Partita pour la saint-Valentin.

« Monte là-dessus et tu verras Montmartre. ... »

(Dicton populaire)

VILONCELLE

 

Robert Doisneau : « Un musicien sous la pluie », Paris, 1957.

 

   Ça va comme un lundi... Pluie et brouillasse, quelle poisse ! Il fait un temps à ne pas mettre un chien dehors, ni même un chat noir, pense le peintre. Il a beau chercher fortune à Montmartre le soir, l'adage connu « Qui cherche trouve » tarde à se vérifier... L'artiste a mis son chevalet. sur le trottoir, il pleut, l'inspiration ne vient pas. Et puis zut, pute de Butte !

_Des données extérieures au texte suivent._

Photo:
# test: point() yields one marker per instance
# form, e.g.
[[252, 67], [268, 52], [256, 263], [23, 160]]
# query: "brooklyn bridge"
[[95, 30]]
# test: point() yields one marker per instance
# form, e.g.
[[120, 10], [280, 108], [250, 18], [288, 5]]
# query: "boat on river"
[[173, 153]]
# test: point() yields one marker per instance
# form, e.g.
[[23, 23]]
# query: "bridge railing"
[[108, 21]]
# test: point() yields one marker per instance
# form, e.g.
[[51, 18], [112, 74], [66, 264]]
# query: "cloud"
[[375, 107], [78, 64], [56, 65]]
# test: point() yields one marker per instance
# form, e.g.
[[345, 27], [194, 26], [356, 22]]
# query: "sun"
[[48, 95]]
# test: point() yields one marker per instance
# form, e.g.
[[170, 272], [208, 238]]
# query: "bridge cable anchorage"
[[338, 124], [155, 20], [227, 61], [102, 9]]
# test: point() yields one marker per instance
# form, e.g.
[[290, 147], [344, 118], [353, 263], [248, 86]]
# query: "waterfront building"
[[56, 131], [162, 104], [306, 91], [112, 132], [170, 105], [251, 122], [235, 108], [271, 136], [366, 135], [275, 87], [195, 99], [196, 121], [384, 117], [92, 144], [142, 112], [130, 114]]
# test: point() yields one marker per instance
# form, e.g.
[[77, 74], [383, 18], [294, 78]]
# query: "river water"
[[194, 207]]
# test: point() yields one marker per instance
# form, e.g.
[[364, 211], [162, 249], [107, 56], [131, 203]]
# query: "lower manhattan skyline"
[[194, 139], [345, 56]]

Vous arrivez à peindre par un temps pareil ? demande un homme à côté de lui. On n'y voit que dalle avec cette purée de pois....

   Le peintre ne répond pas, tourne le dos à l'intrus, quel culot il a de s'immiscer ainsi dans son paysage ! Ce type mal ficelé dans sa gabardine ne lui revient pas. Il a vraiment l'air à côté de ses pompes : pourquoi diable tient-il un parapluie ouvert, si ce n'est pour s'abriter ?

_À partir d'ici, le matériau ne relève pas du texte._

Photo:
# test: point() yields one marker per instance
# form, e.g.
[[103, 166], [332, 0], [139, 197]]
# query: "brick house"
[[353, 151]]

   L'homme a l'air d'attendre en vain quelque chose ou quelqu'un qui ne vient pas.

   Circulez, Monsieur, il n'y a rien à voir !

   Permettez que je me présente. Je m'appelle César, César tout court, sans Jules !

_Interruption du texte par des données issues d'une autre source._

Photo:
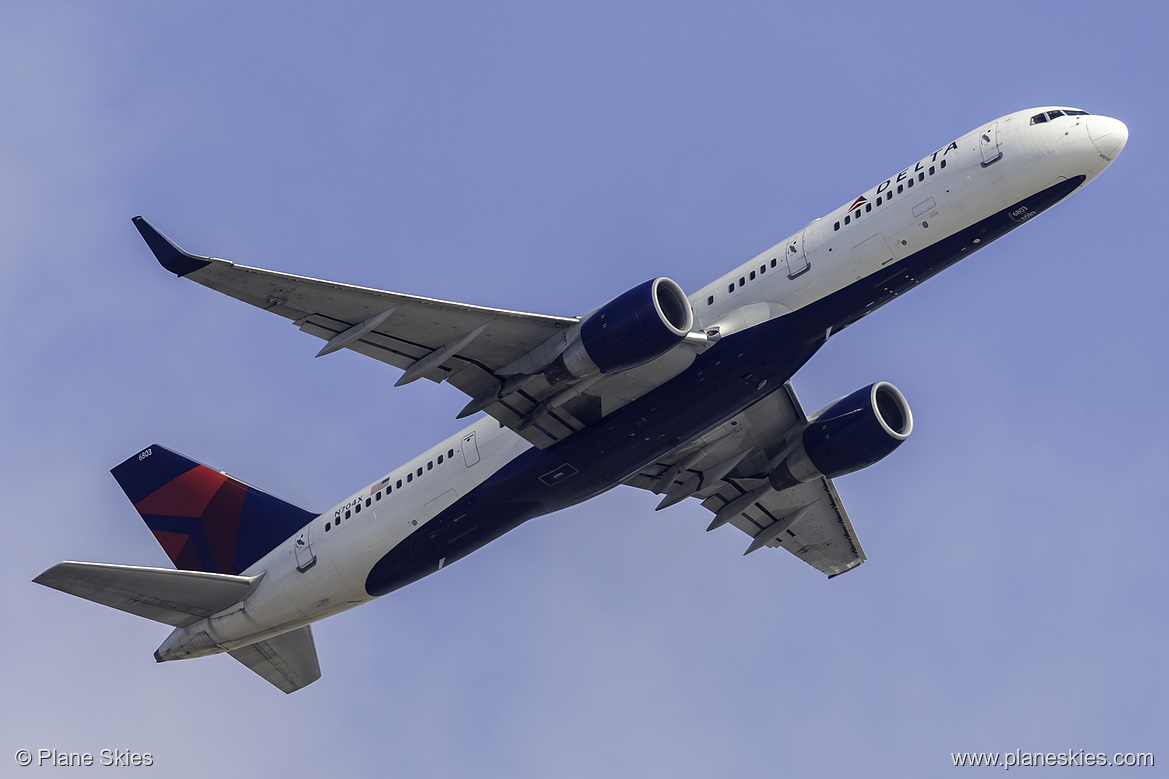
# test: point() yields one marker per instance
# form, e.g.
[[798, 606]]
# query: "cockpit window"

   Moi, c'est Maurice, artiste peintre.

Je suis soliste aux Concerts Lempereur.

   Aux...comment dites-vous ?... C'est quoi ce bastringue ?

   Tout le monde à Paris connaît les Concerts Lempereur, pas vous ? Je suis violoncelliste, ça devrait se voir à mon instrument, non ?

   Le peintre répond qu'il n'est pas aveugle. N'empêche.... il trouve ça louche, un soliste planté là, tout seul sur la Butte, au débouché de l'escalier, même qu'on dirait un piquet de vigne !

  L'homme tente de s'expliquer. C'est vrai, mon histoire est un peu compliquée. Pour pour vous la faire courte, je dois, oui enfin, je devais , participer ce soir à un concert au Sacré-Coeur.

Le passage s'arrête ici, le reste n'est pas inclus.